Mama spokojnie lepiła pierogi, a mnie nosiło po całym domu i nie mogłam sobie znaleźć miejsca. Po głowie ciągle chodziło pytanie: Kiedy on wreszcie przyjedzie? Już naprawdę był czas, a on się spóźniał. Wiedziałam, że dopóki go nie zobaczę, będę się denerwować. Co roku przed Wigilią jeździł na wieś na cmentarz, a ja się denerwowałam, czy nic się w drodze nie stało.
– Oj, chyba przyjechał! – zawołałam z nadzieją. – A nie… to samochód sąsiada – mruknęłam zawiedziona.
– Kiedyś go tak nie wyglądałaś… – mama z garnka wyskrobała resztki farszu i westchnęła: – Wcale nie czekałaś na brata, Małgosiu.
Nie lubię, kiedy mi o tym przypomina…
To były straszne święta...
Od tamtych wydarzeń minęło już ponad 25 lat. Był 22 grudnia. Mieliśmy z tatą ubierać choinkę, i nie mogłam doczekać się jego powrotu z pracy. Tkwiłam w pokoju z nosem przyklejonym do szyby, nasłuchując jego kroków w bramie. Mama tak jak dziś lepiła wigilijne pierogi, szykowała zupę rybną i makówki. W domu już czuło się święta. Nagle na podwórzu rozległ się przeraźliwy krzyk.
– Ludzie, ratunku! Jezus Maria! – z klatki schodowej naprzeciwko, krzycząc, wybiegła dozorczyni. – Pani Haneczko, ludzie pomocy! – darła się, jakby ją ktoś ze skóry obdzierał. – Robek Zenkę zamordował… – krzyczały obie. – Cała we krwi leży…
– Małgosiu, nigdzie nie wychodź, zobaczę, co tam się stało – mama zbiegła na dół.
Po chwili zobaczyłam, jak razem z sąsiadką i dozorczynią znikają w oficynie naprzeciwko.

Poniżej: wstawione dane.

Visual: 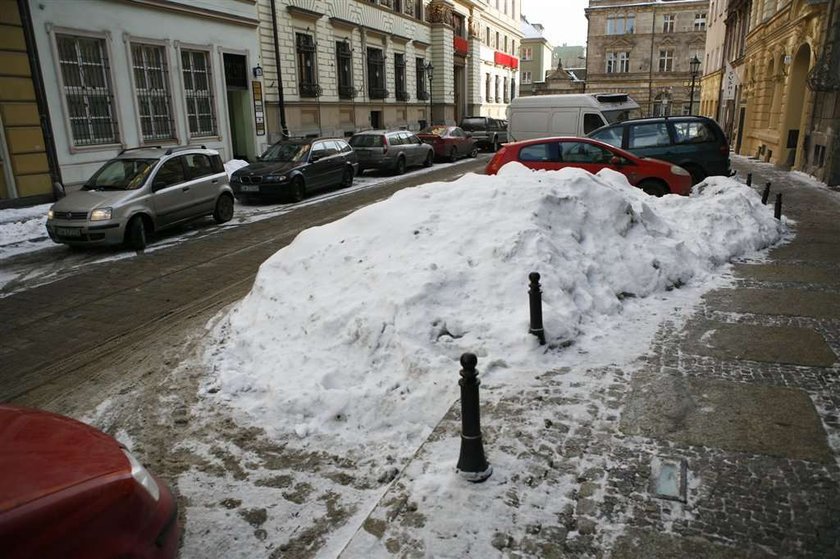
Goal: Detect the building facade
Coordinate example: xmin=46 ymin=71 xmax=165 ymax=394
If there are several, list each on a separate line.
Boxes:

Tam mieszkała kuzynka mojej mamy, ciocia Zenia, z mężem i malutkim synkiem Kubusiem. Mama nigdy tam nie chodziła. Powtarzała, że woli, jak Zenka przyjdzie do nas się wyżalić. Po każdej wizycie cioci mówiła: „Oj biedna ta Zenka, biedna”. A o wujku Robercie, że pijak i łobuz. Awantury wszczynał zawsze, jak mu ciocia pieniędzy na wódkę nie dała. Nieraz bywało, że sąsiedzi go uciszali i – dla świętego spokoju, żeby nie bił żony – dawali mu się napić kieliszek, dwa…

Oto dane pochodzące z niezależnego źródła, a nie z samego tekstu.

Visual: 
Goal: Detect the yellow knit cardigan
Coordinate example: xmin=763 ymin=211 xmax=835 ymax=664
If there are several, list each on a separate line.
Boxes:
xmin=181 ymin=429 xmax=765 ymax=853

Zanim przyjechała policja, mama wróciła z synkiem cioci na rękach. Kubuś trząsł się z zimna i nic nie mówił. Patrzył tylko szeroko otwartymi oczami przed siebie. W rączkach trzymał pluszowego królika. Mama posadziła go przy stole w kuchni, nalała mu zupy i okryła swoim wełnianym swetrem.
– Przypilnuj dziecka, Małgosiu. Daj mu zupy… Nakarm. Jesteś już duża i… – mama chyba nie wiedziała, co więcej powiedzieć, bo zamilkła i pośpiesznie wyszła z mieszkania.
Tamtego dnia nie ubierałam z tatą choinki. Postawił ją jak zwykle w rogu pokoju, przy oknie, ale nikt nie myślał w takiej chwili o świętach. Kubuś został u nas na noc, potem na następną i następną, a po świętach zabrali go do pogotowia opiekuńczego.
Przez kilka kolejnych wieczorów, kiedy już leżałam w łóżku, rodzice o coś się spierali. Mama płakała, a mój tata, który nigdy nie krzyczał, był bardzo zdenerwowany, bo w kółko po cichutku powtarzał „kruca”.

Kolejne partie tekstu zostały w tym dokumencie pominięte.